When Waters started her career more than 20 years ago, she and her colleagues followed up on every case of chlamydia, gonorrhea and syphilis reported, not only making sure that people got treatment but also getting in touch with their sexual partners, with the aim of stopping the spread of infection. In a 2019 interview with Kaiser Health News, she said her team members were struggling to keep up with syphilis alone, even as they registered with dread congenital syphilis cases surging in neighboring Texas and Arizona.
By 2020, New Mexico had the highest rate of congenital syphilis in the country.
The pandemic drained the remaining resources. Half of health departments across the country discontinued STD fieldwork altogether, diverting their resources to covid-19. In California, which for years has struggled with high rates of congenital syphilis, three-quarters of local health departments dispatched more than half of their STD staff members to work on covid.
As the pandemic ebbs — at least in the short term — many public health departments are turning their attention back to syphilis and other diseases. And they are doing it with reinforcements. Although the Biden administration’s proposed STD prevention budget for 2023 remains flat, the American Rescue Plan Act included $200 million to help health departments boost contact tracing and surveillance for covid-19 and other infectious diseases. Many departments are funneling that money toward STDs.

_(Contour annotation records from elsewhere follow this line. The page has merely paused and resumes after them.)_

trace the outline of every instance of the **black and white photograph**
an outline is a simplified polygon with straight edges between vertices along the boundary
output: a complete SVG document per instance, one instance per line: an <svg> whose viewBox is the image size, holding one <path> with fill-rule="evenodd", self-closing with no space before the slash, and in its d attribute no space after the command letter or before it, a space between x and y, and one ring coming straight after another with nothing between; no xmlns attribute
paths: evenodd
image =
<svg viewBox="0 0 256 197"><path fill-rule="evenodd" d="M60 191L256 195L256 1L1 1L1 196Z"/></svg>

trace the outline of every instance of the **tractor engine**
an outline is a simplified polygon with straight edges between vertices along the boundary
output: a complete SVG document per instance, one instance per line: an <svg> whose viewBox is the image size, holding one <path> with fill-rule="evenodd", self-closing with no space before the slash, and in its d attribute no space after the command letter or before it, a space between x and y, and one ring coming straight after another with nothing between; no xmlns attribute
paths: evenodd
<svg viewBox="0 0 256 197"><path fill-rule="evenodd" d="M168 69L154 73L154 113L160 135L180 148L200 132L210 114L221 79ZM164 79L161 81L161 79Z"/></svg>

The money is an infusion that state health officials say will make a difference. But when taking inflation into account, it essentially brings STD prevention funding back to what it was in 2003, said Stephanie Arnold Pang of the National Coalition of STD Directors. And the American Rescue Plan money does not cover some aspects of STD prevention, including clinical services.
The coalition wants to revive dedicated STD clinics, where people can drop in for testing and treatment at little to no cost. Advocates say that would fill a void that has plagued treatment efforts since public clinics closed en masse in the wake of the 2008 recession.

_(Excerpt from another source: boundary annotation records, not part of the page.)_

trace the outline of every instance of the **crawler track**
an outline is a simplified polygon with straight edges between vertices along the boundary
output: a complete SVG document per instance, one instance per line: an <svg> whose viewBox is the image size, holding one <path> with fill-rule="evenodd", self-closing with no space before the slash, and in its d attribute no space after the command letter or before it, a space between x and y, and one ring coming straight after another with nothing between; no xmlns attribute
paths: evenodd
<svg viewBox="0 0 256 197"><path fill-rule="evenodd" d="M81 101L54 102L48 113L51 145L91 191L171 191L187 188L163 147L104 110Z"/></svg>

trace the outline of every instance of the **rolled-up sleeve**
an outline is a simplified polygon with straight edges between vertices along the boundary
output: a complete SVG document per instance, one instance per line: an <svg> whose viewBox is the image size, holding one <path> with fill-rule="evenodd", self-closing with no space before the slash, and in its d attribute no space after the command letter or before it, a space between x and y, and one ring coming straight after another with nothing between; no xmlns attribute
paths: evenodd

Texas, battling its own pervasive outbreak, will use its share of American Rescue Plan money to fill 94 new positions focused on various aspects of STD prevention. Those hires will bolster a range of measures the state put in place before the pandemic, including an updated data system to track infections, review boards in major cities that examine what went wrong for every case of congenital syphilis, and a requirement that providers test for syphilis during the third trimester of pregnancy. The suite of interventions seems to be working, but it could take some time before cases go down, said Amy Carter, the state’s congenital syphilis coordinator.
“The growth didn’t happen overnight,” Carter said. “So our prevention efforts aren’t going to have a direct impact overnight either.”
This article was produced by Kaiser Health News, a program of the Kaiser Family Foundation, an endowed nonprofit organization that provides information on health issues to the nation.